Na verdade, o apego depravado do barão à sua montaria recentemente adquirida – apego que seguia o aumentar das inclinações ferozes e demoníacas do animal – tornara-se, por fim, aos olhos de todos os homens de bom-senso, um fervor nojento e contra a natureza. No esplendor do meio-dia, a horas mortas da noite, doente ou com saúde, na calma ou na tempestade, o jovem Metzengerstein havia se fundido com o cavalo colossal, cujas ousadias intratáveis tão bem se adequavam ao próprio espírito do dono.
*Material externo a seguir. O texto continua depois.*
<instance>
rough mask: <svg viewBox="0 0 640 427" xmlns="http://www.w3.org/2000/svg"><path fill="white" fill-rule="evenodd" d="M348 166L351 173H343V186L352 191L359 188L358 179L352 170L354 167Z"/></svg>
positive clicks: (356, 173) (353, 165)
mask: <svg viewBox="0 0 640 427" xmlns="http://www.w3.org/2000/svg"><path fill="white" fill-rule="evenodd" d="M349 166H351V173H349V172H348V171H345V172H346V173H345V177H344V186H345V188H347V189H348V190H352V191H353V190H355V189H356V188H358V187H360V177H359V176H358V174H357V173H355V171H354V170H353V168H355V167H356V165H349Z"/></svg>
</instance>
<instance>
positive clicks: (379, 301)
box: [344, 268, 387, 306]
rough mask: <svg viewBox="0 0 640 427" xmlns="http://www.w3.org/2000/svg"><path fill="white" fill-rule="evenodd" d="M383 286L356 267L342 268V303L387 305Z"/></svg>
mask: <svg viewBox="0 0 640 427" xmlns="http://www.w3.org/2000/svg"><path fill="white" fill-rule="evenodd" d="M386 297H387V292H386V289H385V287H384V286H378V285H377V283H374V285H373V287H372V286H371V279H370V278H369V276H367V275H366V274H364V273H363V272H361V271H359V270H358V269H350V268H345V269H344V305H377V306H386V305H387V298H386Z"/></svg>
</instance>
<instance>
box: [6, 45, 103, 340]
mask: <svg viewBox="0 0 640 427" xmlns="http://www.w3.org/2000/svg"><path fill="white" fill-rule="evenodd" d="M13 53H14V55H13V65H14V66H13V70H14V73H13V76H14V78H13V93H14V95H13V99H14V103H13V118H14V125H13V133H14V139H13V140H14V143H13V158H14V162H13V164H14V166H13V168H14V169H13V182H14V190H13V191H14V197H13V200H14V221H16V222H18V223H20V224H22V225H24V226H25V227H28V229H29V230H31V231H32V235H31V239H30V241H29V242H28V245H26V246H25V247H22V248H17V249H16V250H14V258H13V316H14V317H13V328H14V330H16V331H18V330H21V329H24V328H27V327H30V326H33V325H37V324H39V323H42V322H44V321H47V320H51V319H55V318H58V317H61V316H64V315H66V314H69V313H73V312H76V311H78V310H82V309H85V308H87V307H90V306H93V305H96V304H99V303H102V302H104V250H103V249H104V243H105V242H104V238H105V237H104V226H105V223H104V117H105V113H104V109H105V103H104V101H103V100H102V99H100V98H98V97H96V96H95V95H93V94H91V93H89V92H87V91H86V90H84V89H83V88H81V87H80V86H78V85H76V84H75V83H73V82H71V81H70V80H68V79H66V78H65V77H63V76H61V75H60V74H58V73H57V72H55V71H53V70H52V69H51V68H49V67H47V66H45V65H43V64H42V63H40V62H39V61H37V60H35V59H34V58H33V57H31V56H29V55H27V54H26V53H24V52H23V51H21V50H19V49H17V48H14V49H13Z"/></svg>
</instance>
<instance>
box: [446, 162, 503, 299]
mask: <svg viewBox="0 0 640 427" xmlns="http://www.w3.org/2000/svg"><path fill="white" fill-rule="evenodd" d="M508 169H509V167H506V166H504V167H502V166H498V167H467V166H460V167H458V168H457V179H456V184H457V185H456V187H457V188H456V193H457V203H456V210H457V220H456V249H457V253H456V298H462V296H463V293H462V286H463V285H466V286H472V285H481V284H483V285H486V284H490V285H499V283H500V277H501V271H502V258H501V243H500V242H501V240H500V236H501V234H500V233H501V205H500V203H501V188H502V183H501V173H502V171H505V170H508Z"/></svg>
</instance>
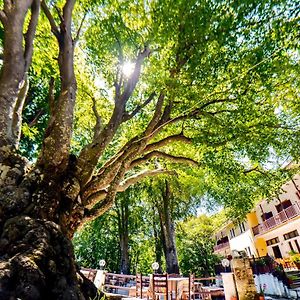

Havia, além disso, circunstâncias que, ligadas aos recentes acontecimentos, davam um caráter sobrenatural e monstruoso à mania do cavaleiro e às capacidades do corcel. O espaço que ele transpunha em um simples salto fora cuidadosamente medido. Verificou-se que excedia, por uma diferença espantosa, as mais ousadas expectativas das mais imaginosas criaturas.
Num instante, o tropel dos cascos ressoou forte e áspero acima do bramido das labaredas e dos assobios do vento, um instante ainda e, transpondo dum só salto o portão e o fosso, o corcel lançou-se pelas escadarias oscilantes do palácio e, como o cavaleiro, desapareceu no turbilhão caótico do fogo".